The court said that a memo from the inspector general released earlier this week “provides further reason for systemic concern.”
“It thereby reinforces the need for the Court to monitor the ongoing efforts of the FBI and DOJ to ensure that, going forward, FBI applications present accurate and complete facts. When problems are identified in particular cases, furthermore, the Court must evaluate what remedial measures may be necessary,” it stated.
DOJ Inspector General Michael Horowitz told FBI Director Christopher Wray that it appeared the bureau had not been following a policy that requires law enforcement to compile extensive documentation for its surveillance applications, known as the Woods Procedures.
“As a result of our audit work to date and as described below, we do not have confidence that the FBI has executed its Woods Procedures in compliance with FBI policy,” Horowitz wrote in the memo to Wray.
“Specifically, the Woods Procedures mandate compiling supporting documentation for each fact in the FISA application. Adherence to the Woods Procedures should result in such documentation as a means toward achievement of the FBI’s policy that FISA applications be ‘scrupulously accurate.'”
Horowitz’s review of the 29 sample cases found that Woods files were absent for four of the applications, and an average 20 issues per application for the rest of the sample.
That broader review came after Horowitz in December found errors and omissions in a wiretap application for former Trump campaign adviser Carter Page as part of an investigation into Russian interference in the 2016 presidential campaign.
Horowitz ordered the FBI to make a series of changes to its surveillance application process after the Page review.
In the surveillance court’s order on Friday, it told the FBI to turn over the target names and docket numbers of each of the 29 applications. The court also ordered the FBI to assess whether the errors were significant and “whether any such material misstatements and omissions render invalid, in whole or in part, authorizations granted by the Court for that target in the reviewed docket or other dockets.”
In a statement, the FBI pledged its cooperation with the court’s review.

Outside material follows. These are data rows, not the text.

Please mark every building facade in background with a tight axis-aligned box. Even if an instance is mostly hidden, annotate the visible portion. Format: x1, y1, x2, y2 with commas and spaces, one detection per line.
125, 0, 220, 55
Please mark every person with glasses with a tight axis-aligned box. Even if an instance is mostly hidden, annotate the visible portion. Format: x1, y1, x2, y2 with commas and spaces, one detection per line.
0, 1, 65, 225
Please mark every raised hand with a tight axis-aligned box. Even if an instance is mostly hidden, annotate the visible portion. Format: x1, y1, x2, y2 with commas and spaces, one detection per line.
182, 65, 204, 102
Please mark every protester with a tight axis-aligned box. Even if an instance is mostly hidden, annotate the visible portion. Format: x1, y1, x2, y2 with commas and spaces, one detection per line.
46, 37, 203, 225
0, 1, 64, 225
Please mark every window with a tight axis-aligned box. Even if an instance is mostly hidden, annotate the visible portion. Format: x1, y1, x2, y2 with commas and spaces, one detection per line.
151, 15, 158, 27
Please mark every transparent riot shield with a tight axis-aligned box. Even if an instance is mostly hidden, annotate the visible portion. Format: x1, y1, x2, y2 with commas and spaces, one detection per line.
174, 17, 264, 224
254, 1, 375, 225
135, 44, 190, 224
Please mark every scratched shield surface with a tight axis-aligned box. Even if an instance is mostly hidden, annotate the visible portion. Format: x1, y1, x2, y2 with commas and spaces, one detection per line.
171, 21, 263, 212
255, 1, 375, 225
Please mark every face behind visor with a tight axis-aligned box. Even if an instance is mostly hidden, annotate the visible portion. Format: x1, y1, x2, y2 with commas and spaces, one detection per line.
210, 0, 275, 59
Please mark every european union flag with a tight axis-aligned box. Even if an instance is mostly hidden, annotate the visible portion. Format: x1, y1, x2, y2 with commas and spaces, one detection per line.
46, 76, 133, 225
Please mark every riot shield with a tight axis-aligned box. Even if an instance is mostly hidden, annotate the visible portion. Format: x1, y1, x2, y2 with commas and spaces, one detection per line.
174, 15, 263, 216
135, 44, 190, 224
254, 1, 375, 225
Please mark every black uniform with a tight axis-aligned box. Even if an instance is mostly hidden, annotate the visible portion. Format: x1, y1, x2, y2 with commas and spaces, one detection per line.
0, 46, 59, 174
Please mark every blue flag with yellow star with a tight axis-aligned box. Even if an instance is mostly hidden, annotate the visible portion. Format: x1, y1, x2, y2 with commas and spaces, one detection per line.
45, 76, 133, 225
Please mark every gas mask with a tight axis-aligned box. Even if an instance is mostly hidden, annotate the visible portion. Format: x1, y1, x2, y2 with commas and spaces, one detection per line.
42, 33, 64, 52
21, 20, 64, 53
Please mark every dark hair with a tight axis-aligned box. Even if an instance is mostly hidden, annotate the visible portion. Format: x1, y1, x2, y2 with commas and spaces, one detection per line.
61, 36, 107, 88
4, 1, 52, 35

“The FBI has received the April 3, 2020 FISC Order, which has requested information from the FBI in light of the OIG’s recent memo summarizing the preliminary results of its Woods Procedures audit,” the bureau said, referring to the Foreign Intelligence Surveillance Court. “Maintaining the trust and confidence of the Court is paramount to the FBI and we are continuing to implement the 40-plus corrective actions ordered by Director Wray in December 2019.
“Although the applications reviewed by the IG in this audit predate the announcement of these corrective actions, the FBI understands the Court’s desire to obtain information related to the applications,” the statement continued. “In line with our duty of candor to the Court and our responsibilities to the American people, we will continue to work closely with the FISC and the Department of Justice to ensure that our FISA authorities are exercised responsibly.”